バインダーの添加量は、その後の製造プロセスや使用時に必要とされる基材に対する必要な付着性が得られる限り特に制限はないが、一般的には、カーボンに対して5wt%以上、特に好ましくは15wt%以上である。バインダーが少なすぎると基材に対する接着性が不十分となり、バインダーが多すぎると電極の特性が不十分となる。
カーボン系材料を用いた対極を形成する基板としては、導電性高分子を用いた対極を形成する場合と同様な基板を用いることができる。
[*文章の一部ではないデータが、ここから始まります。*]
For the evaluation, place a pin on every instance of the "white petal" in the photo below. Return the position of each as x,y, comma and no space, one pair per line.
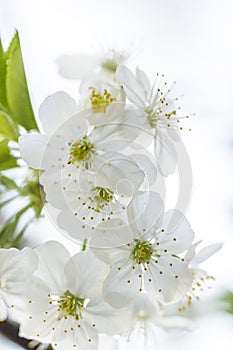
121,174
171,323
206,253
144,212
32,147
121,286
107,319
55,110
114,136
191,252
165,154
3,311
52,259
102,242
148,167
16,268
89,274
177,234
133,89
77,66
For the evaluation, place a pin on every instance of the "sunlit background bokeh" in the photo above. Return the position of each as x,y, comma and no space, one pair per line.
190,41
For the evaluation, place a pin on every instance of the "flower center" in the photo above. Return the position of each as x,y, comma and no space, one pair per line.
100,102
80,150
142,252
70,305
101,196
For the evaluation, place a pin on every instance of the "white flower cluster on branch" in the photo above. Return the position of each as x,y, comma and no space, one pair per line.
103,164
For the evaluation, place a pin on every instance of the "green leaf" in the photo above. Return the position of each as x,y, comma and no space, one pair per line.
2,76
8,129
7,161
18,99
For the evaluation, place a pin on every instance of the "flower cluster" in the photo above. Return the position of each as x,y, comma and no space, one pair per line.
101,162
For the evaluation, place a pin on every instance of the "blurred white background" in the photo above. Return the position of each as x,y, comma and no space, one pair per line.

導電性高分子を用いた対極を形成する基板としては、典型的には導電性基板が用いられる。この導電性基板は、全体が導電性の単体基板であっても、導電性または非導電性の支持基板上に導電膜を形成したものであってもよい。この基板の材質は、具体的には、ITO、フッ素ドープSnO2 (FTO)、SnO2 といった透明導電材料や、金属、カーボン等の良電導性材料であれば特に問わないが、電解質溶液に対して化学的、電気化学的に安定であることが望ましい。さらに、多孔質のカーボン電極や金属担持カーボン電極、白金黒、金属微粒子、エッチングしたITO等と組み合わせるといった方法も、用いることが可能である。
電解液は、例えば、ヨウ素−ヨウ素塩(ヨウ化リチウム、ヨウ化ナトリウム、ヨウ化テトラブチルアンモニウム等)等をアセトニトリル、炭酸プロピレン、メトキシプロピオニトリル等の溶媒に溶解させたものを用いることができる。
色素増感光電変換素子はその用途に応じて様々な形状で作製することが可能であり、その形状は特に限定されない。
図1はこの発明の一実施形態による色素増感太陽電池を示す。
図1に示すように、この色素増感太陽電池においては、透明導電性基板1上にTiO2 、ZnO2 等の半導体微粒子焼結体層からなる半導体電極2を形成し、その表面に色素を吸着させたものと、基板3上に対極4を形成したものとが、それらの半導体電極2および対極4が所定の間隔をもって互いに対向するように配置され、それらの間の空間に電解液5が封入され、これらの全体がケース6内に収納されて封止されている。ただし、ケース6内に収納する代わりにこれら全体を樹脂封止してもよい。透明導電性基板1と対極4とは導線で互いに接続されており、アンメータ7付きの電流回路8が形成されている。この場合、透明導電性基板1側から半導体電極2に光があたる構造となっている。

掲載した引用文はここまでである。